Inside and outside the hearing room, the public also weighed in. There were people carrying signs, “Don’t make the poor pay for a rich man’s stadium.”
There were people in Vikings’ jerseys, supporting the project. One of those Viking fans, Larry Spooner, who was wearing an Adrian Peterson jersey and a Vikings’ cap, testified during the public portion of the hearing.
The best site, he said, would be Arden Hills, where fans would have plenty of space for tail-gating. “It’s all about the game-day experience,” he said.
He had “a funner time” in a Kmart parking lot near the Green Bay Packer’s stadium earlier this year than he’s ever had in downtown Minneapolis.
Perhaps the most unique idea for a stadium was advanced by Bill Jewell, a Bloomington resident, who thinks a new stadium should be built on the Phase 2 site at the Mall of America. “That’s the only site that would generate tourism,” he said.
He suggested that the Gophers, who play in a brand new home, should move their “rivalry games” with Wisconsin, Nebraska and Iowa to the new Mall stadium as more inducement for tourists to spend money in Minnesota.
His most unusual idea for this new stadium was for how it would be heated. The stadium, he said, would be open to joggers whose energy would be captured and used to heat the place.
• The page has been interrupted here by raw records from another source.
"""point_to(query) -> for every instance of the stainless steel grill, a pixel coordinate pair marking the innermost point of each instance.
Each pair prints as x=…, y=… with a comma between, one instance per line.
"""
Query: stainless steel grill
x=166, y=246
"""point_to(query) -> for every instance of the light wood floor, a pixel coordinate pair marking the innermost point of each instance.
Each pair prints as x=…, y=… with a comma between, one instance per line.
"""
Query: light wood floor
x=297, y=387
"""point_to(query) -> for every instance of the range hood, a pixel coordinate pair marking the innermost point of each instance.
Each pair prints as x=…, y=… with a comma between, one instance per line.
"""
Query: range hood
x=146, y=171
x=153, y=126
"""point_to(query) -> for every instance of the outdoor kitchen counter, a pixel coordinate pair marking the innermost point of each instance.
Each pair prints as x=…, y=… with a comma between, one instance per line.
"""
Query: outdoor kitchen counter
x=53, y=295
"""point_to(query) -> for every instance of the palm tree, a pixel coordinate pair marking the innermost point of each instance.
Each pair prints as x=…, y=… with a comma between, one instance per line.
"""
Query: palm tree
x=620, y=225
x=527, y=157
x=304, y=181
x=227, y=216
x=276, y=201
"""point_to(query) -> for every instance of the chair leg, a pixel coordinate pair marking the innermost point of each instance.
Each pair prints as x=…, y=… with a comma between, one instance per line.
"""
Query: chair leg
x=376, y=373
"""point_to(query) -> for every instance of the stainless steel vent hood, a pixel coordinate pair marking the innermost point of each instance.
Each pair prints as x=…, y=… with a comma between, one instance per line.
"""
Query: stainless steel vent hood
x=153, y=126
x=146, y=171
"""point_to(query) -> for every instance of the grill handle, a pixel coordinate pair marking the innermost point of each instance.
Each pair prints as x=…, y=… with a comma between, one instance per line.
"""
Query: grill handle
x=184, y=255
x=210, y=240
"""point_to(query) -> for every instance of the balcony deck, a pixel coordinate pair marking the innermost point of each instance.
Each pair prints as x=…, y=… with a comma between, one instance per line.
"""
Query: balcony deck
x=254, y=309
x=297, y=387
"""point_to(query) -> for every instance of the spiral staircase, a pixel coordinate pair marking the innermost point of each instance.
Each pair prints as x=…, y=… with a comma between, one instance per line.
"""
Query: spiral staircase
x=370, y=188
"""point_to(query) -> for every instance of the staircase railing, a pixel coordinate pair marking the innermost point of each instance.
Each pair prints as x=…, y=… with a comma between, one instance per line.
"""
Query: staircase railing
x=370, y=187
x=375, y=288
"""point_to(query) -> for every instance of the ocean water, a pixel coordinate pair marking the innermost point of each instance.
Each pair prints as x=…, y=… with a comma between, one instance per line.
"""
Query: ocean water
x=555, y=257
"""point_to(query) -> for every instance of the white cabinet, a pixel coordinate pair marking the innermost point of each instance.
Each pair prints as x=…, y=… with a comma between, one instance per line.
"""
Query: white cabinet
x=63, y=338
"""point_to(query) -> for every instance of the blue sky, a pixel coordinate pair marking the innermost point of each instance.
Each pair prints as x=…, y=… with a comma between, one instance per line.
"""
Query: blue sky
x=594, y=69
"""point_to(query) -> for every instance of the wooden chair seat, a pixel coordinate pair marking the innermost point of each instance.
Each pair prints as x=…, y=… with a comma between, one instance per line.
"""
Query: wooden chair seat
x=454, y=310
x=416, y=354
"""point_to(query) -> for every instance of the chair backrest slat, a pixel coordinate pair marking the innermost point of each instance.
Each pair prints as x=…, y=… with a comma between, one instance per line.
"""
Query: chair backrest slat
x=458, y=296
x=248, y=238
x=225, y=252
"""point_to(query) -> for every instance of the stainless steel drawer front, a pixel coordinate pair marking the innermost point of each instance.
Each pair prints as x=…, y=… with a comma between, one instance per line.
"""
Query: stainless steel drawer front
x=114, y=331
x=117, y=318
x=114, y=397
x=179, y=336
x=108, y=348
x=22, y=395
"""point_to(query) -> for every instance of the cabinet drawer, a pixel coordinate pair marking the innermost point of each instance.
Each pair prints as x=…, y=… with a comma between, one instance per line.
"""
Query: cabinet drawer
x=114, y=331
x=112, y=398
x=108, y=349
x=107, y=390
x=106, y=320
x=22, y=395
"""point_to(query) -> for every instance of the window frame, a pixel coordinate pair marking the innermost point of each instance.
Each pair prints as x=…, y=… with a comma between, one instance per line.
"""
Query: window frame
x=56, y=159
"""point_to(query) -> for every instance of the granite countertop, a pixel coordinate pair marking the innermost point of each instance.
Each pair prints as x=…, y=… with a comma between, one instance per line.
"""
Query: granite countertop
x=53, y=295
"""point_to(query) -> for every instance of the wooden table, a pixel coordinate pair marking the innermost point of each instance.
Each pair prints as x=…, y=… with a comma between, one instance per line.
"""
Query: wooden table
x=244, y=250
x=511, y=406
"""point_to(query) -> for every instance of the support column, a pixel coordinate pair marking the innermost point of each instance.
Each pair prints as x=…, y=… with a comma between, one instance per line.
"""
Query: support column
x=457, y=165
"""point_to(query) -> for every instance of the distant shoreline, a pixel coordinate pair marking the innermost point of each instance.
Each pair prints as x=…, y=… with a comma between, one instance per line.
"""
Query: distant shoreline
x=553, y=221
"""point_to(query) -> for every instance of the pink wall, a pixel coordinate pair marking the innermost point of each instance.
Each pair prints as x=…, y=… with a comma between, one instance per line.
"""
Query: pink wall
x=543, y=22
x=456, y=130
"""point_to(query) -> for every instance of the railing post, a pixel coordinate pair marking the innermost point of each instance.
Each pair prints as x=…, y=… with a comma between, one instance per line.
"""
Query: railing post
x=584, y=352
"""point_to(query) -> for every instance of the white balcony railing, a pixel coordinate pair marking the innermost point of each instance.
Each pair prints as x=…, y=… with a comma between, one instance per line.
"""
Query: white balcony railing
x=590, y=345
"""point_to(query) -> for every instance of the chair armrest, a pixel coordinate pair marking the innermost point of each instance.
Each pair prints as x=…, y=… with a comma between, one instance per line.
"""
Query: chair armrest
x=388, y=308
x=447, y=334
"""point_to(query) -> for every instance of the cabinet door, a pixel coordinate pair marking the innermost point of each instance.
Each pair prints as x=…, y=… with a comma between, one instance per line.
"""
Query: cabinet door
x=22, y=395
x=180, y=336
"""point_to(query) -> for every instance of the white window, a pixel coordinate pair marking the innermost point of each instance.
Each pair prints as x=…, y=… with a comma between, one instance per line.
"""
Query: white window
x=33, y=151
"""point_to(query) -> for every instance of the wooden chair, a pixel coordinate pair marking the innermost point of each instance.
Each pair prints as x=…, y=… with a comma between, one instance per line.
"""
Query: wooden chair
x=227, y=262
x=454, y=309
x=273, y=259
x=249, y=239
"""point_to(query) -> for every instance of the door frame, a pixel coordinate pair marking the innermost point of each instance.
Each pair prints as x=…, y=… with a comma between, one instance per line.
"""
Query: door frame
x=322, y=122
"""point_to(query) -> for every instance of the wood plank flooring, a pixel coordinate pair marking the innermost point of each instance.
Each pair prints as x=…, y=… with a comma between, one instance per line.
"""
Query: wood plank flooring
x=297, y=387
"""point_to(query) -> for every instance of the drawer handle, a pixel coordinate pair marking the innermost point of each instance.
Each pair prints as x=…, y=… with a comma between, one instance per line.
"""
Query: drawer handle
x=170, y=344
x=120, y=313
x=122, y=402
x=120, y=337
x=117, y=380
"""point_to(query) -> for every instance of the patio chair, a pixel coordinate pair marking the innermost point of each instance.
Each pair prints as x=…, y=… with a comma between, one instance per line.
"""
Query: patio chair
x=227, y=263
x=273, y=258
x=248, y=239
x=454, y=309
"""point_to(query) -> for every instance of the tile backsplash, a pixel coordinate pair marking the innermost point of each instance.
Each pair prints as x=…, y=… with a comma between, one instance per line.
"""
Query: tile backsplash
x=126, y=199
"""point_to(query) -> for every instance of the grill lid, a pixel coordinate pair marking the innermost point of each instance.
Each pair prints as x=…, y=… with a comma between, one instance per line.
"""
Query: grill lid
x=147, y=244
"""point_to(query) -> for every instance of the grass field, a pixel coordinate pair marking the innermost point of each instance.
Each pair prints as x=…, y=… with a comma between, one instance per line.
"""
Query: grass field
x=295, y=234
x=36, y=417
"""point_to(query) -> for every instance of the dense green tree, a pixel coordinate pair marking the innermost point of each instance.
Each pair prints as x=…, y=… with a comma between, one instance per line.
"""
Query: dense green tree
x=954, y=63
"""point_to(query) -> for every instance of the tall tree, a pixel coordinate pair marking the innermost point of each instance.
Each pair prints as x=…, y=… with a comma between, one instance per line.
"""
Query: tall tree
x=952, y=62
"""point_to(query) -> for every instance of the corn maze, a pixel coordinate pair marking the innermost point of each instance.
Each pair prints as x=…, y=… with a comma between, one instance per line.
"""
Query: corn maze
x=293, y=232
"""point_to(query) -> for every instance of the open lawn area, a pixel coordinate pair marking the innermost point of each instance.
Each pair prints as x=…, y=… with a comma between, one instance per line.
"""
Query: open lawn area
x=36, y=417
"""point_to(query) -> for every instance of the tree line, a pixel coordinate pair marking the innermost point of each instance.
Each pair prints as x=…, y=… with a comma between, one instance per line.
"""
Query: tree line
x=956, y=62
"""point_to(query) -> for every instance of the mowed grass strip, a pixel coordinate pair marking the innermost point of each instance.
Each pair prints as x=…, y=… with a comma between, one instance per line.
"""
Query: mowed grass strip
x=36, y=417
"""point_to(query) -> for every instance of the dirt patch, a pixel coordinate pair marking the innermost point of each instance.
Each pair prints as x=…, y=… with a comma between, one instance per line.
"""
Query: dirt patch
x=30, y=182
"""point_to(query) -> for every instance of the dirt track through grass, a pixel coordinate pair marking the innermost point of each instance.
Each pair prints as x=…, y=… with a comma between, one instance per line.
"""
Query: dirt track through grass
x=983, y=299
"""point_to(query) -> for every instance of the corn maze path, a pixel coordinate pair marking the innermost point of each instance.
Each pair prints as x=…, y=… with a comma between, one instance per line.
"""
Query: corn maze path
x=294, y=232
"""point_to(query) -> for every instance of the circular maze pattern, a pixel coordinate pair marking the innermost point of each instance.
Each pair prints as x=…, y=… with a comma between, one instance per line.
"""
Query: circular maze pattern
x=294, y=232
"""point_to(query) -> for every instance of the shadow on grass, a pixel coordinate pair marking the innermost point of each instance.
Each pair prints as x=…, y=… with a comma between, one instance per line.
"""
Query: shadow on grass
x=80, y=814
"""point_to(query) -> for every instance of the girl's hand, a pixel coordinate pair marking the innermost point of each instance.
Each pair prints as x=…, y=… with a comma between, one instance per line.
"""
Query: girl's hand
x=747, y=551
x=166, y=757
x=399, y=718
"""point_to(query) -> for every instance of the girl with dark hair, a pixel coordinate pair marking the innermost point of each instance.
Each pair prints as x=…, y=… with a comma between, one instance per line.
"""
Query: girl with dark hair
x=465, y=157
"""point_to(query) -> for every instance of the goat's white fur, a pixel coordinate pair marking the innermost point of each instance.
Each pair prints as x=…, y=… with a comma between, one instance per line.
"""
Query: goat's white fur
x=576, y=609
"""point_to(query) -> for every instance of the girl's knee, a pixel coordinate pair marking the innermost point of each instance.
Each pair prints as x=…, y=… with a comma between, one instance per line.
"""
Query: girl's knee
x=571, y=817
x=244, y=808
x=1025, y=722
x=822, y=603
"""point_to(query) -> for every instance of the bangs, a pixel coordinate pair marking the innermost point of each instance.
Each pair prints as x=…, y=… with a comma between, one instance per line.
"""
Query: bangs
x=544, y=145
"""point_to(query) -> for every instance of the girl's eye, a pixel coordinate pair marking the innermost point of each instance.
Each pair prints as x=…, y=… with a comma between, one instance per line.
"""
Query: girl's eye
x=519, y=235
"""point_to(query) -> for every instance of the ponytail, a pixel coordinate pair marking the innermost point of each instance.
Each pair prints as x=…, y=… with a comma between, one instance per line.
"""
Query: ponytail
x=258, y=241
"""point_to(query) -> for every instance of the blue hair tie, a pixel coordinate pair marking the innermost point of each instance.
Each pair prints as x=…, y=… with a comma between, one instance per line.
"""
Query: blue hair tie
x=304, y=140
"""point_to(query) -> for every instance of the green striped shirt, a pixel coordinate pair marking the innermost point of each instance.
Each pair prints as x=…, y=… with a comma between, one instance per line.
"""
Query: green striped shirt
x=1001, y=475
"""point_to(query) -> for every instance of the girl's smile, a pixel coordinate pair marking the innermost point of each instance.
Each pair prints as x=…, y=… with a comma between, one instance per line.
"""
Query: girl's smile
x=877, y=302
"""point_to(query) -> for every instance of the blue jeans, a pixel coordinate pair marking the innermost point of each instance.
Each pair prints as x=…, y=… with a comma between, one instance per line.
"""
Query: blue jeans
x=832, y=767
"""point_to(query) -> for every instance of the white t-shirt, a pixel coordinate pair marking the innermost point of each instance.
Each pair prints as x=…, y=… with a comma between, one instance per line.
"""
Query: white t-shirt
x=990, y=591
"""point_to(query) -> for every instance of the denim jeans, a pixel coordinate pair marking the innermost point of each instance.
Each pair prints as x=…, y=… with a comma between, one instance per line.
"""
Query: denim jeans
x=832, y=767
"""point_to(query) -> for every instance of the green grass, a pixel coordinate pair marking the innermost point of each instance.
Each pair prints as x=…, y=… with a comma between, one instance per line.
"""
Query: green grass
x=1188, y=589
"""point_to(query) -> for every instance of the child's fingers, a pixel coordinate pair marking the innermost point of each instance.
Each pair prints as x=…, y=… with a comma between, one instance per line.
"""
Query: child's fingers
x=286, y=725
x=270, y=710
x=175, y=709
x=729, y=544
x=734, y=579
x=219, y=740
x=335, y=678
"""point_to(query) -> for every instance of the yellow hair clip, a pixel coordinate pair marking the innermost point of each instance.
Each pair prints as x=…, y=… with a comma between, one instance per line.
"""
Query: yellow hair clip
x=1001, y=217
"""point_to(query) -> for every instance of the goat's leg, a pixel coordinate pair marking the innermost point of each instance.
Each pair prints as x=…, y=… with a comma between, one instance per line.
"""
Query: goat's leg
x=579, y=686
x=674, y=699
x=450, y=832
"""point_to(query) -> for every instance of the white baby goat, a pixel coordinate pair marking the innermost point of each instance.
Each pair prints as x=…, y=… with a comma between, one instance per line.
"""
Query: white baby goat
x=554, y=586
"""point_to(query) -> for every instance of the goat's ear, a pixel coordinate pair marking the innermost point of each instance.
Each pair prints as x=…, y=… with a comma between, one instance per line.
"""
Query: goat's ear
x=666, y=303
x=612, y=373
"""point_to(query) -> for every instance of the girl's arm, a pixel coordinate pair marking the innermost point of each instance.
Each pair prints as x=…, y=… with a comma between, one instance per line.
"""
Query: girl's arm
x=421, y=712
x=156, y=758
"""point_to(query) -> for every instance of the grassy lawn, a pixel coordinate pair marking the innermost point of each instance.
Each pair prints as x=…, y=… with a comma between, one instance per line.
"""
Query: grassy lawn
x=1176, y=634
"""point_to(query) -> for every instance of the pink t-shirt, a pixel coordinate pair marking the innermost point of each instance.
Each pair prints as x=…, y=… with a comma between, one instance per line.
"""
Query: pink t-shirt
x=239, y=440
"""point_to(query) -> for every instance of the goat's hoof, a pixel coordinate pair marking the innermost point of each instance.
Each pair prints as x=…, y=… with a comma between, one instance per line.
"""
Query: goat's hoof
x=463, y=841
The committee didn’t seem to take Jewell seriously, especially after members learned that Bloomington city officials have no interest in a Vikings stadium.
In fact, this morning’s hearing was just a warm-up. Next week, the air will get more heated when financing is to be discussed.
To that end, at an early-morning meeting, members of the Minneapolis Chamber of Commerce heard representatives of the three gambling enterprises discuss how gaming revenue could fund all, or part of, the public portion of the stadium. On hand at that event were representatives from the Block E Casino development proposal, racino and charitable gaming. All promised pots of gold at the end of gaming rainbows.
It’s important to remember two things surrounding the stadium debate: It’s just begun and no solution has yet been found.
Senate Majority Leader Amy Koch, who sat in on the hearings, put it bluntly. “It’s not going to be over soon,” she said.
But then, Minnesotans are used to long stadium debates.
Dan McElroy, a former state legislator and aide to Gov. Tim Pawlenty, was at the early-morning Chamber meeting. He’s researched the history of stadium debates in Minnesota. They go back to 1897, he said.
At the time, Marquette Field, which was located at 9th and Marquette in downtown Minneapolis, was torn down so the site could be re-developed. The new stadium, Nicollet Park, was constructed at Lake and Nicollet. Many were unhappy with this distant location.
“It was off the horse tram track,” McElroy explained. “People were upset because it was hard to get to.”